Look for 4K/120Hz support, HDMI 2.1, VRR, low input lag, and a Game Mode that keeps HDR readable. Two HDMI 2.1 ports are comfortable for two consoles, while four are ideal if you also use a gaming PC or eARC soundbar.
Is OLED or Mini LED better for gaming?
OLED is better for instant response, deep blacks, wide viewing angles, and dark-room gaming. Mini LED is often better for bright rooms, very large sizes, and buyers worried about static HUDs or PC desktop use.
Do I need Dolby Vision gaming?
Not always. Dolby Vision support can matter if you use Xbox and prefer Dolby Vision games or streaming, but many gamers will care more about input lag, VRR, brightness, port count, and overall HDR tuning.
Is a 120Hz TV enough for console gaming?
Yes.
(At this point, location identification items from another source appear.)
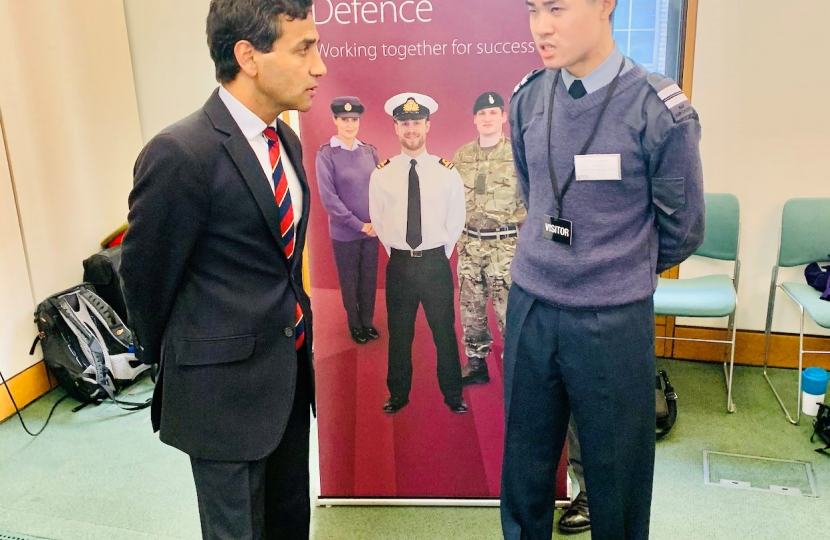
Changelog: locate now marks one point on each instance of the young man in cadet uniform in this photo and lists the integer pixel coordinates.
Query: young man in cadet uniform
(608, 160)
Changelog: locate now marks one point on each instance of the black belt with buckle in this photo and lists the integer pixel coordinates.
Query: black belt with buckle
(508, 231)
(427, 253)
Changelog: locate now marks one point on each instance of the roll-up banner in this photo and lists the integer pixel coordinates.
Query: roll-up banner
(415, 215)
PS5 and Xbox Series X target 4K/120Hz as the key high-refresh benchmark. Higher refresh support is more useful for PC gamers than for most console players.
How many HDMI 2.1 ports should a gaming TV have?
One can work for one console. Two is better for PS5 plus Xbox. Four is ideal if you have multiple consoles, a gaming PC, and an eARC audio setup.
Should I buy a gaming TV or a gaming monitor?
Buy a TV for couch gaming, cinematic HDR, local multiplayer, streaming, and 55-inch-plus screen sizes. Buy a monitor for desk play, competitive shooters, smaller viewing distances, and very high refresh rates.